Bronte Capital spots another unintended consequence of banning short selling:
Last I looked when I was short a stock the broker borrowed the stock (yes, Virgina you do get a borrow) and sold it. They then had cash.
That cash was not available to me – it was pledged to whoever provided the stock to remove or reduce the risk that the stock won’t be returned.
That means it is generally available to the broker (who will generally lend me the stock from their inventory or margin or prime broker clients).
Now there are a few hundred billion of short-sales out there. Probably more than normal – but a lot in almost all markets.
And those short sales produce cash balances of a few hundred billion, most of which are available to Wall Street brokers.

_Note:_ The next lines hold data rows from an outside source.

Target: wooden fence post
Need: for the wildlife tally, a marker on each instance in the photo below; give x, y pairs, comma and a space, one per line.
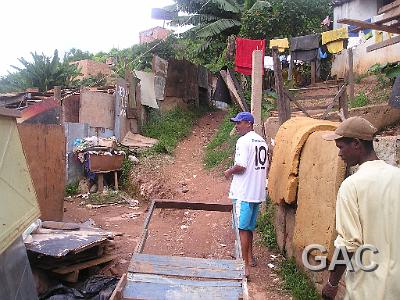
283, 102
256, 89
351, 74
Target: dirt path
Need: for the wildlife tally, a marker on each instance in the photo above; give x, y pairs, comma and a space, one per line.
182, 232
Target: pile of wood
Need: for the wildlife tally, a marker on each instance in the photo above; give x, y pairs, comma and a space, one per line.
64, 249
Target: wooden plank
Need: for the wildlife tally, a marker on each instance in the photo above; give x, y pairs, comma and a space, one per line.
140, 246
384, 44
313, 88
44, 147
335, 100
315, 97
391, 15
151, 278
84, 265
344, 106
297, 104
194, 205
283, 104
351, 73
388, 7
313, 72
234, 89
6, 112
117, 293
367, 25
190, 262
141, 290
176, 266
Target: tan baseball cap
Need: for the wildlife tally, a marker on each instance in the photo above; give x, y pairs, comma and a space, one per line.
354, 127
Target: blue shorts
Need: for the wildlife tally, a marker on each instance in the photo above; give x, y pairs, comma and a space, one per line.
247, 213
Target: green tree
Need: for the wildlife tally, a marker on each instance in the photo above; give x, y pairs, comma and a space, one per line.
42, 72
76, 54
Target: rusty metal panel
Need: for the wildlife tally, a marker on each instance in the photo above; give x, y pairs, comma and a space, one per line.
45, 147
105, 163
97, 109
71, 108
18, 199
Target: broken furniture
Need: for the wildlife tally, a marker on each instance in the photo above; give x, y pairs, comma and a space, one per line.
69, 248
175, 277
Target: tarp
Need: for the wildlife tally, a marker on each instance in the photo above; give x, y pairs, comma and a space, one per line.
147, 90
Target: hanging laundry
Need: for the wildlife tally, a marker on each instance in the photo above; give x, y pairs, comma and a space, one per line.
269, 62
305, 48
352, 32
354, 42
367, 32
244, 52
282, 44
334, 39
322, 54
378, 36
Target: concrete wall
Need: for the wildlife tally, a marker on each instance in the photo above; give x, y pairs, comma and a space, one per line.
356, 9
92, 68
97, 109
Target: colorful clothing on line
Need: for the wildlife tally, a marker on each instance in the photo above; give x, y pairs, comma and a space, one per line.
244, 54
334, 39
282, 44
334, 35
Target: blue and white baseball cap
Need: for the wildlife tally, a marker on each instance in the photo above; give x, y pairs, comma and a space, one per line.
243, 116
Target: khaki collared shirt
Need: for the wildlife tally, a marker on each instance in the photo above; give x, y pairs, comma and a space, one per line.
368, 212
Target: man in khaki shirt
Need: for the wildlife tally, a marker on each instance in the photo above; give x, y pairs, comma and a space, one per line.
367, 213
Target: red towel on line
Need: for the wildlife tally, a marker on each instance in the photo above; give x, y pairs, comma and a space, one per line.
244, 52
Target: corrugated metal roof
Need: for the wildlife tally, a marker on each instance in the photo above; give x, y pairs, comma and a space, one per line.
18, 200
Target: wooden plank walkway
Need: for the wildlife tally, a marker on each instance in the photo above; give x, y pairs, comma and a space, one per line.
174, 277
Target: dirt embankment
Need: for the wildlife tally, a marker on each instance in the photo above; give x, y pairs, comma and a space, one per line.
179, 232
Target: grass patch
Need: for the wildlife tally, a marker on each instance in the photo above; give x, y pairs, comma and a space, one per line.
72, 189
221, 148
360, 100
266, 228
105, 198
169, 129
296, 282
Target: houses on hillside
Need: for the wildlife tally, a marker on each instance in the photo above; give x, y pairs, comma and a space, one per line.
374, 33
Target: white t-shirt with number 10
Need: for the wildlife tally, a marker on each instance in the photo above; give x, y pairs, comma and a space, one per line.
251, 153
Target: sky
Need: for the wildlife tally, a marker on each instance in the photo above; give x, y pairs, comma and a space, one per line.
89, 25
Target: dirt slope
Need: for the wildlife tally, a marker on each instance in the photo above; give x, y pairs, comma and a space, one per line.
181, 232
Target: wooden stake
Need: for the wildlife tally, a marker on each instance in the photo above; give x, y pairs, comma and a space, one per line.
283, 103
313, 72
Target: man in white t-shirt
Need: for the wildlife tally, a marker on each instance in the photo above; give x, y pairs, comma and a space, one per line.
248, 187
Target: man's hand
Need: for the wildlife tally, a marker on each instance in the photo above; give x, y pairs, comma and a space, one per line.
329, 291
228, 173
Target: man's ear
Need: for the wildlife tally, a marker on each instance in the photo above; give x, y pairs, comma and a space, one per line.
357, 143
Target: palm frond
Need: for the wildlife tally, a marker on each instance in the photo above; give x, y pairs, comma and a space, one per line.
260, 5
217, 27
226, 5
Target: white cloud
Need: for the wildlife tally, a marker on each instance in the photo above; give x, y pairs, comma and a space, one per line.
89, 25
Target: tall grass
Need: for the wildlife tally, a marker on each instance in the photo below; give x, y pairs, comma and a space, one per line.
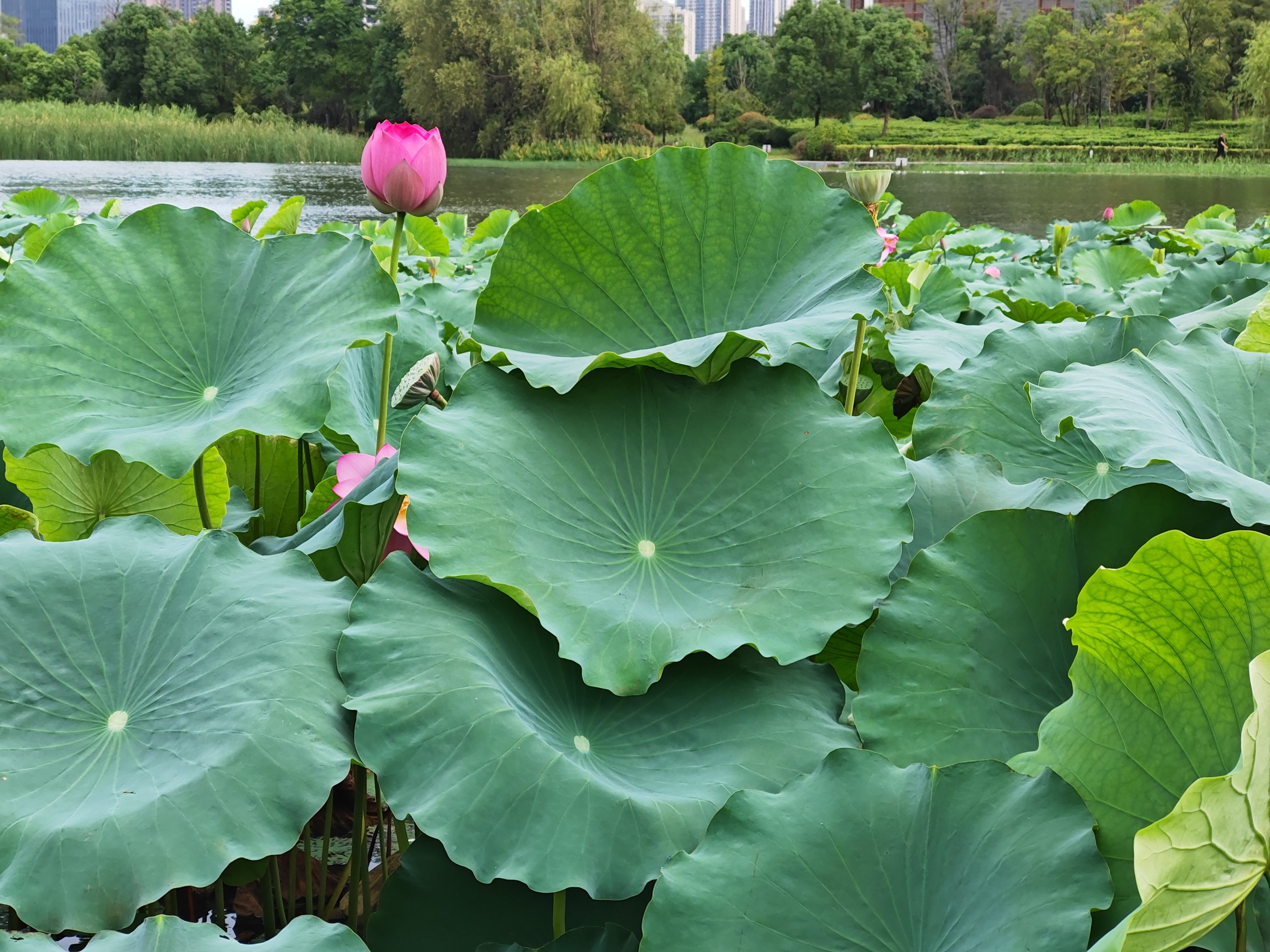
46, 130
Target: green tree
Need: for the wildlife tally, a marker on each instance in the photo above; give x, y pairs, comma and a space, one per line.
72, 74
889, 58
124, 44
812, 59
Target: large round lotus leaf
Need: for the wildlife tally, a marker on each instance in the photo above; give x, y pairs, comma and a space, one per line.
686, 261
864, 856
158, 338
1160, 684
970, 652
430, 895
168, 704
646, 516
1201, 405
355, 388
483, 734
72, 498
167, 933
1207, 856
985, 408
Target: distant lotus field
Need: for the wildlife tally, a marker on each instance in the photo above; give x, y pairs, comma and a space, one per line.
709, 562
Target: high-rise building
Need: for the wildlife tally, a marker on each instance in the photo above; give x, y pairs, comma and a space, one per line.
666, 14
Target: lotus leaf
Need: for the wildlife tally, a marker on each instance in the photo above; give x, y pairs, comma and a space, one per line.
1112, 268
158, 338
562, 785
72, 498
1256, 336
1136, 216
1160, 686
686, 261
13, 520
1201, 861
435, 897
157, 690
985, 407
970, 653
355, 388
1196, 404
864, 856
167, 933
610, 938
280, 476
647, 516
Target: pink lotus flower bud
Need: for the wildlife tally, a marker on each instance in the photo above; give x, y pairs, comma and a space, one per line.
404, 168
888, 245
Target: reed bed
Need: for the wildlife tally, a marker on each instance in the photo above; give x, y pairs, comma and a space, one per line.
109, 133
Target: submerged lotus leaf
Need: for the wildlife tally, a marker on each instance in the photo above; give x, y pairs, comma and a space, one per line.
970, 652
985, 407
492, 743
167, 933
431, 895
159, 337
155, 690
72, 498
1196, 405
644, 516
864, 856
1160, 684
686, 261
1207, 856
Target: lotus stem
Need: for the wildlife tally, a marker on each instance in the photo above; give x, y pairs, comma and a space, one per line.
256, 494
326, 856
385, 838
558, 927
300, 481
386, 376
276, 876
219, 904
340, 890
271, 923
855, 367
201, 494
356, 855
309, 873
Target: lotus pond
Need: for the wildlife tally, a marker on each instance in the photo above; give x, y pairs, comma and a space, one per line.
631, 636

This is all back of the envelope, but we’re clearly talking very large numbers.
A final datapoint, this one from Yves Smith. A ban on financial shorting is not merely a ban on shorting a small section of the market in the US. It’s a ban on a stock universe covering 40 per cent of earnings on the S&P 500.
A quick look at the FTSE in its final hour. It’s up 9.6 per cent. The biggest daily rise in its entire history. On what news?
Are banks safer? Have money markets come unstuck? Are mortgage assets recovering? No, No, No.
Unless the US Treasury really does announce a plan to put taxpayers on the hook to billions of dollars of risky mortgage assets this weekend, this rally will have been utterly unfounded.